Michael, now 22, is not alone among individuals with autism who “want to have a life of their own,” she says. “So we started our second nonprofit, a sister organization called U.S. Autism Homes. The purpose of U.S. Autism Homes is to make a replicable model of a home that will give parents comfort for what happens after they die. Obviously, I can do only so much while I’m alive, but imagine what happens when I’m not around—that scares everybody who has a special needs child.”

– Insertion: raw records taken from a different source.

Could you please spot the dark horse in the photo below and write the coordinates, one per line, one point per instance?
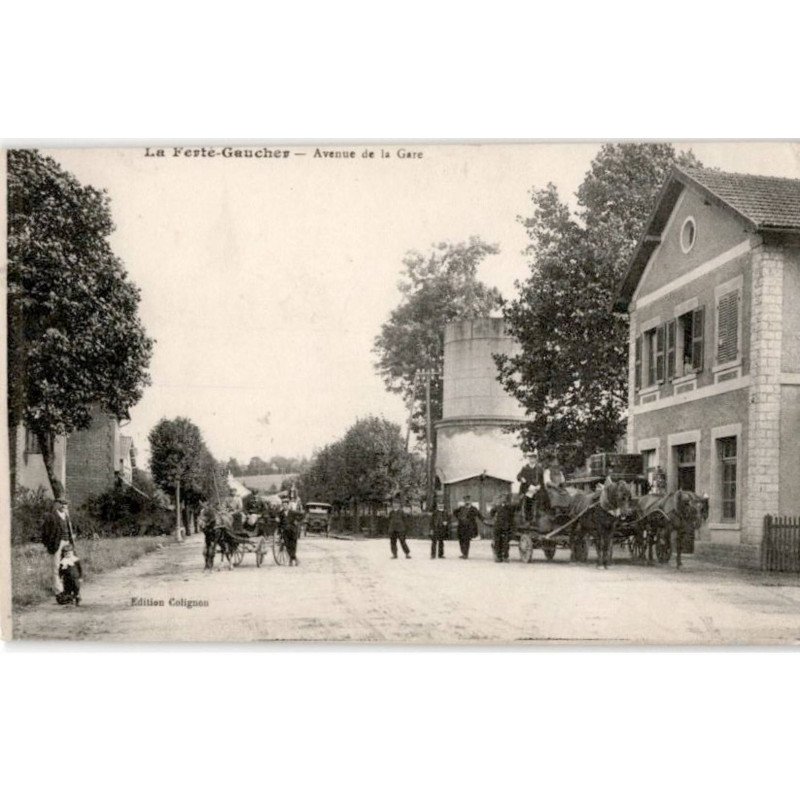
(680, 513)
(599, 514)
(217, 528)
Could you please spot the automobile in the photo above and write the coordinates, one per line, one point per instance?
(318, 518)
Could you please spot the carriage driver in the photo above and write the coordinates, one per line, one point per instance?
(530, 480)
(554, 475)
(289, 523)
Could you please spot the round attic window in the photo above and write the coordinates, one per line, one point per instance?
(688, 234)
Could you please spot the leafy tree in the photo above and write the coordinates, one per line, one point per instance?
(571, 373)
(75, 340)
(182, 465)
(438, 287)
(235, 467)
(257, 466)
(364, 468)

Liberatore and her husband, Dr. Dimitris Kessaris, purchased a house on St. Andrews Road in Southampton and modified it to have five bedrooms on the first floor. It is now home to three autistic adults—Michael and two other young men—and two live-in caregivers. Having attended the Virgin Mary Greek Orthodox Church in Southamptonfor some 25 years, Liberatore’s family turned to the church for space for enrichment classes and teaching living skills, and to Father Alex Karloutsos and Father Constantine Lazarakis to take a leadership role in showing other organizations how to get involved.
“The model of the house is to be tied to a faith-based-supported community on an interdenominational basis. So it’s not about pushing any one specific religion or agenda, it’s about using faith-based communities for their kind, philanthropic support of people.”
The other part of the program is an academic affiliation with Stony Brook University Department of Psychology, where a three-year grant has been awarded for the purpose of creating best practices and a training module for support staff that will work with autistic adults in a residential situation. “That doesn’t exist right now,” Liberatore says. “Everyone is piece-mealing things together.”
But with each package of granola and each step Luv Michael and U.S. Autism Homes take, things comes together a little bit more. “We always tell people that we’re fortunate enough to be able to take care of Michael for the rest of our lives, that’s not the point,” Liberatore says. “The point is, we want the world to be a more empathetic, kinder place toward people with autism and any kind of challenges and differences.”